Journalists Association Executive Meets President Julius Maada Bio, commends Government’s efforts on the repeal of the Criminal Libel Law in Sierra Leone

State House, Freetown, 4 December 2019 – The new executive of the Sierra Leone Association of Journalists, SLAJ, has met His Excellency President Dr Julius Maada Bio for the first time to commend government’s efforts at repealing Part V of the 1965 Public Order Act that criminalises libel.

Presenting the team at State House, Minister of Information and Communications, Mohamed Rahman Swaray, said that they were meeting the President to present the new SLAJ executive which was a product of free, fair and transparent elections.

President of SLAJ, Ahmed Sahid Nasralla, said that they recognise the commitment of government towards the repeal of the criminal libel law, saying that for the first time in the history of the fight against the law, it had now gained cabinet approval. He commended the President for that and noted that the repeal would set the stage for private sector investment into the media.

“We want to commend Your Excellency for marching your words with action and we believe that the repeal of the criminal libel law will help to create a turnaround for the more responsible and productive media. Let me also thank you for the various appointments you have allocated to some of our colleagues in the media and for the annual subvention that you promised which we have started receiving,” he said.

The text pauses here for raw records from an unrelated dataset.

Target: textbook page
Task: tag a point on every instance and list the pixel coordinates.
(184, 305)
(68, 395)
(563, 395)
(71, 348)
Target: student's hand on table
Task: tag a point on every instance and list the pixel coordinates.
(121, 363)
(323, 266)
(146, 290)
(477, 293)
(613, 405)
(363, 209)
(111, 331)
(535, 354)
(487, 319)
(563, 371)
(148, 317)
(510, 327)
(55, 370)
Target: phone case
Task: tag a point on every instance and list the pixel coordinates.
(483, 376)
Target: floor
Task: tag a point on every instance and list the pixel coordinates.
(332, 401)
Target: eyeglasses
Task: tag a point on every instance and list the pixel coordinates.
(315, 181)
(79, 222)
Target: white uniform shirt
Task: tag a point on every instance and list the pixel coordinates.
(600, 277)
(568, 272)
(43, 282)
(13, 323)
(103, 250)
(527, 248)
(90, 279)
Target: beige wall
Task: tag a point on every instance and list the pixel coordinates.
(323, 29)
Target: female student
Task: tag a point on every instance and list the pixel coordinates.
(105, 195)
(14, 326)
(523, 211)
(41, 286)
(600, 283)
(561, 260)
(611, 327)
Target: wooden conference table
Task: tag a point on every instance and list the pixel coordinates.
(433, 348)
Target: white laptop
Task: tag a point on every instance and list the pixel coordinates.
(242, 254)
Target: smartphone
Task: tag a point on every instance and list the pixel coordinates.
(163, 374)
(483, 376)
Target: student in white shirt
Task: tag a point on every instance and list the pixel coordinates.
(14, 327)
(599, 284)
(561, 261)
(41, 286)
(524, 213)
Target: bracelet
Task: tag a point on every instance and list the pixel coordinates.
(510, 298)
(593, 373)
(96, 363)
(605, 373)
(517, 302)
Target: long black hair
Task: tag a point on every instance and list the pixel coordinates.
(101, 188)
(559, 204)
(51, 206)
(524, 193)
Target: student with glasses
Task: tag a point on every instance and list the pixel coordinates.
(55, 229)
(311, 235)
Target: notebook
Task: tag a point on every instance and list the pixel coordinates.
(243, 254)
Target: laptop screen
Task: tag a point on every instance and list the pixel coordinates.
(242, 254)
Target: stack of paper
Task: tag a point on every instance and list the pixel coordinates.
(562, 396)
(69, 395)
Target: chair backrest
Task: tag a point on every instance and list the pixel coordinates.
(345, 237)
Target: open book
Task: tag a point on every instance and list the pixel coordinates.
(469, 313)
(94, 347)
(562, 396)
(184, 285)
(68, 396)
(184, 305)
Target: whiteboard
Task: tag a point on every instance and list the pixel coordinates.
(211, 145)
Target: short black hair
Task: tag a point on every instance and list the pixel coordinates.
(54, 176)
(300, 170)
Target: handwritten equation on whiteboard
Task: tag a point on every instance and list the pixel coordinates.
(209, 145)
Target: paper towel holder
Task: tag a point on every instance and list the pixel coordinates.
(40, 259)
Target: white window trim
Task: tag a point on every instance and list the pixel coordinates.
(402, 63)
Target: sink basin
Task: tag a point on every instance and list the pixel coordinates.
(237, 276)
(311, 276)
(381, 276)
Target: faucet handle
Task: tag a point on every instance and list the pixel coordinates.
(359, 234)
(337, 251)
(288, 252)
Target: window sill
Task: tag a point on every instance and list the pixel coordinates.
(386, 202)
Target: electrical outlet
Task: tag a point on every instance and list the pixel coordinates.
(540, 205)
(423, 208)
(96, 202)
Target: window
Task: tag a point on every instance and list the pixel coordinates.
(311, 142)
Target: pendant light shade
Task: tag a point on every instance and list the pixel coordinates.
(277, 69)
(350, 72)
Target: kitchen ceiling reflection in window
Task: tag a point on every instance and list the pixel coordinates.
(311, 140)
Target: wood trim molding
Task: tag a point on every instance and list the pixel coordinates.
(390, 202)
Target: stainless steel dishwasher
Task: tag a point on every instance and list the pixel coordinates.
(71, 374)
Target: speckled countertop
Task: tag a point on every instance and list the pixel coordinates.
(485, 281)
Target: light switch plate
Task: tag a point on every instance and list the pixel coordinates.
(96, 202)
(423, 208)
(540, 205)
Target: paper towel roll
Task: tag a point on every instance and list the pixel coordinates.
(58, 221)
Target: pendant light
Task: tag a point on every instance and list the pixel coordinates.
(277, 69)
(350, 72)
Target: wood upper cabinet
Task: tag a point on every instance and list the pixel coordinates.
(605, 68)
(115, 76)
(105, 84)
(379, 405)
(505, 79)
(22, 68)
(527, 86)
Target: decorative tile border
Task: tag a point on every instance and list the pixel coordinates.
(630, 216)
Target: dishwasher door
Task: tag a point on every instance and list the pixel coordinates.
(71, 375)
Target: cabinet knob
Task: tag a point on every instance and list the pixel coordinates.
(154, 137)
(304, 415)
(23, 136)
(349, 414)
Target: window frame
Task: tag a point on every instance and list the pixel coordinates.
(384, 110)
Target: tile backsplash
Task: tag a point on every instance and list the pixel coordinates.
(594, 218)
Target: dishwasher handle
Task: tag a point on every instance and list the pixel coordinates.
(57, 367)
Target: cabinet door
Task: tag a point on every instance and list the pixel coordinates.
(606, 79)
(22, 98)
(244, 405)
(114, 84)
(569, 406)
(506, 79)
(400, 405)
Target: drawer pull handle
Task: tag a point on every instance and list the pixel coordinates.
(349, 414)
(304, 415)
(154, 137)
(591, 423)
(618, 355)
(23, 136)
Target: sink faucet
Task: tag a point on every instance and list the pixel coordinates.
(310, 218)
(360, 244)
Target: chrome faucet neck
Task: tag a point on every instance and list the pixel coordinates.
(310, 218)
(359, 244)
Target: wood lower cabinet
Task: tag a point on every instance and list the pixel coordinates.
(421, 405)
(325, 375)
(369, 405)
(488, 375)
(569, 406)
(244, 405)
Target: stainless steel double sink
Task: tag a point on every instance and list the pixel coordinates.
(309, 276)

On his part, President Julius Maada Bio congratulated the new executive and commended the outgone executive for a smooth transition, noting that the media being a critical voice in society must be part of the governance process. He said that it was a collective responsibility to ensure that democracy and development thrived in order to fix the nation. 

He also stated that it was a joint responsibility of all other stakeholders, not only journalists, to work together to identify the critical challenges in society and to also prescribe solutions that were sustainable. He said constructive criticism was an important part of any democratic process because it provided the necessary checks and balances and also led to accountability.

“The repeal process has gone so far. People have to be mindful on how they use the media to ensure that they are not misused because people are mindful and sensitive to their reputation. As the representative group, you have to be mindful and make sure that it is not misused because reputations are difficult to build but very easy to destroy,” he said.